Pour décrire ce film, l’expression sur toutes les lèvres est « conte pop ». En effet, quelque part entre Jacques Demy et Wes Anderson, sur un mode moins coloré et plus sérieux, tous les éléments du conte sont là. L’histoire du couple maudit est racontée par une jeune fille dans un orphelinat, comme une légende que l’on se raconte sous la couette pour se faire peur, et rêver. Le récit-cadre altère astucieusement l’authenticité des faits relatés : est-ce un conte de grand-mère ou bien les deux personnages sont-ils réels ?

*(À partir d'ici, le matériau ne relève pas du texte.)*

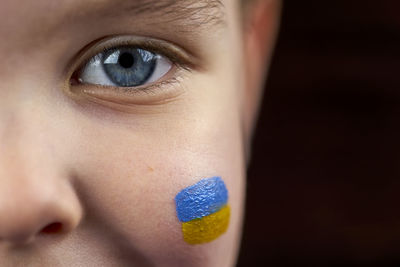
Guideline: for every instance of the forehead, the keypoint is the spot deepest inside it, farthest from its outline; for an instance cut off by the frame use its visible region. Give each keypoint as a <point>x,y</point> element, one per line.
<point>31,21</point>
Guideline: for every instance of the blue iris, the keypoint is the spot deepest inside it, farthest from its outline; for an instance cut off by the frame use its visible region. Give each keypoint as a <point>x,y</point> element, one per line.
<point>127,67</point>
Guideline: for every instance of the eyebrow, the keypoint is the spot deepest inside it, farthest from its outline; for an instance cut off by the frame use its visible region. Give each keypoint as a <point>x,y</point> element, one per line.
<point>193,12</point>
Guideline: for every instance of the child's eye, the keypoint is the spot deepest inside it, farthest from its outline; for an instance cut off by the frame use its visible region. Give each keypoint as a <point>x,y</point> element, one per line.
<point>124,66</point>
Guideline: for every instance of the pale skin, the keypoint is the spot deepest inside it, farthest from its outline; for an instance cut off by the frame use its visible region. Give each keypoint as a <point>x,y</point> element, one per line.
<point>88,177</point>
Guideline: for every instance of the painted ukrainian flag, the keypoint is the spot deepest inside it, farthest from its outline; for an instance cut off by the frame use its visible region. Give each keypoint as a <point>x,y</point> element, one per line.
<point>203,210</point>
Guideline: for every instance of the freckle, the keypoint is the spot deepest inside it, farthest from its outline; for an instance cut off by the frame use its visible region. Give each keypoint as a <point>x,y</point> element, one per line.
<point>150,169</point>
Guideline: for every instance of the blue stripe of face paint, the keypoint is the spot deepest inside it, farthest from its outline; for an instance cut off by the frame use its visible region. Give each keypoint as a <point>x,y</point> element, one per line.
<point>199,200</point>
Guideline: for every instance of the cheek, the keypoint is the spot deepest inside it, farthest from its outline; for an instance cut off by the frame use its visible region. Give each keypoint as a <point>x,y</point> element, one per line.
<point>130,181</point>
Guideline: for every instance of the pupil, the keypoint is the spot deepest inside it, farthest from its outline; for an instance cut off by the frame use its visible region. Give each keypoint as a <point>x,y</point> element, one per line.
<point>126,60</point>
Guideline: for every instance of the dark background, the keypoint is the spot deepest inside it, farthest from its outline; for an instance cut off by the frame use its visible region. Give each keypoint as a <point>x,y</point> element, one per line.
<point>323,186</point>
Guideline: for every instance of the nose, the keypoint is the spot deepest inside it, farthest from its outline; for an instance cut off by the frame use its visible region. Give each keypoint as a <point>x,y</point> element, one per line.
<point>37,198</point>
<point>29,211</point>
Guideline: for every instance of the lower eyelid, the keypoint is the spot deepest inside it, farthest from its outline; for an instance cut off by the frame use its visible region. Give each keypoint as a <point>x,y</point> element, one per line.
<point>124,98</point>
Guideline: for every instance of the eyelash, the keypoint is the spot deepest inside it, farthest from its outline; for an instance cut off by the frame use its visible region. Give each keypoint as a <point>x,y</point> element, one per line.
<point>180,59</point>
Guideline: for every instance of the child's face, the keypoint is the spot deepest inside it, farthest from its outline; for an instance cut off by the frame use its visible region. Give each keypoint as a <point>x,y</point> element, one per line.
<point>93,155</point>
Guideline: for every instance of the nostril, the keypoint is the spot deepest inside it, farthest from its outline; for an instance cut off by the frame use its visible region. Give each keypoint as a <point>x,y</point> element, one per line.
<point>52,228</point>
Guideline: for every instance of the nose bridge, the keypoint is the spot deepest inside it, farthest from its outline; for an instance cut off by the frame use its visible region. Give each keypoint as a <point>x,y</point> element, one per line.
<point>34,189</point>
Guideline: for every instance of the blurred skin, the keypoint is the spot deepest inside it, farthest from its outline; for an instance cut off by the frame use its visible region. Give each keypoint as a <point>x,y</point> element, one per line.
<point>88,176</point>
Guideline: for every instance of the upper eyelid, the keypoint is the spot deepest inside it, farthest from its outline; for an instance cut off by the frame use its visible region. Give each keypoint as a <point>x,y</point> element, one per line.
<point>176,54</point>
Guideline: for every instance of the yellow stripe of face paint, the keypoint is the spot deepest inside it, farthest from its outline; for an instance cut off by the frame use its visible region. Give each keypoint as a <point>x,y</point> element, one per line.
<point>208,228</point>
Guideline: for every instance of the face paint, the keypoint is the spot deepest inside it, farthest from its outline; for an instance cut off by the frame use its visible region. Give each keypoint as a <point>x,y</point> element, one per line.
<point>203,210</point>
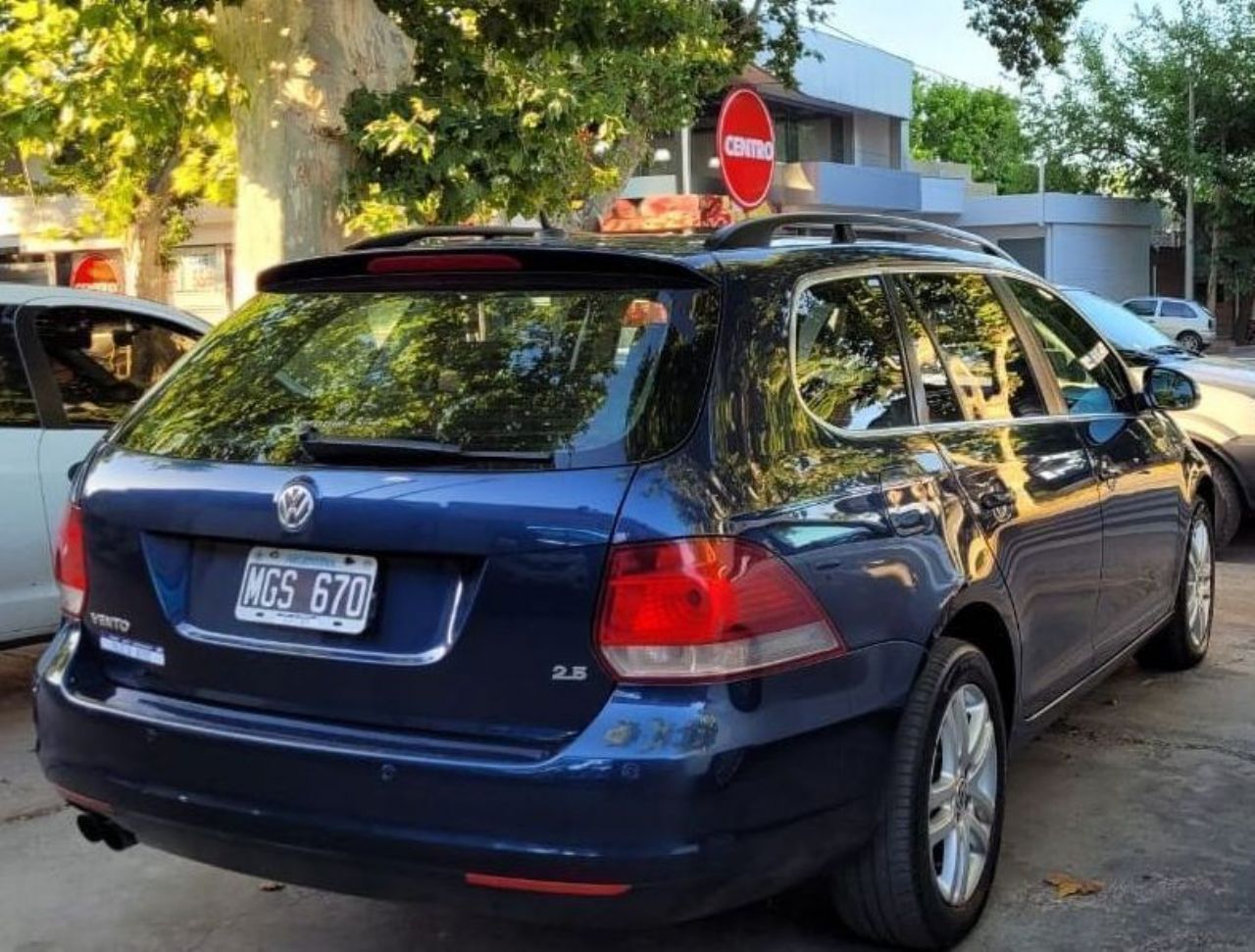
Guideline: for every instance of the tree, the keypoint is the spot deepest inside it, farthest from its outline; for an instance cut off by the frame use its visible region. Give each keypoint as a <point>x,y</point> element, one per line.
<point>984,128</point>
<point>122,102</point>
<point>533,100</point>
<point>953,122</point>
<point>428,111</point>
<point>299,62</point>
<point>1122,117</point>
<point>520,109</point>
<point>1028,34</point>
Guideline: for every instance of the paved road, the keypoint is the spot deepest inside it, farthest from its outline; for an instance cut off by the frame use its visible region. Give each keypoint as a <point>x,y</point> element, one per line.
<point>1146,786</point>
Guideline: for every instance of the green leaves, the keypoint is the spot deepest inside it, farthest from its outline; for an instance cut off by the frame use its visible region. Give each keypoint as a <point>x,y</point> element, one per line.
<point>122,100</point>
<point>521,107</point>
<point>1027,34</point>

Dans le même esprit, un des principaux atouts du film réside dans le brouillage chronologique. L’action se situe dans la ville française de Tourlaville, mais il est impossible de la placer dans un cadre temporel : on se déplace à cheval, il y a un roi, mais on aperçoit des hélicoptères et un appareil-photo… La multiplication des anachronismes n’est d’ailleurs pas sans rappeler le Romeo + Juliet de Baz Lurhmann. Cet effet d’intemporalité ouvre ainsi une toute nouvelle portée au récit de l’inceste, tabou éternel.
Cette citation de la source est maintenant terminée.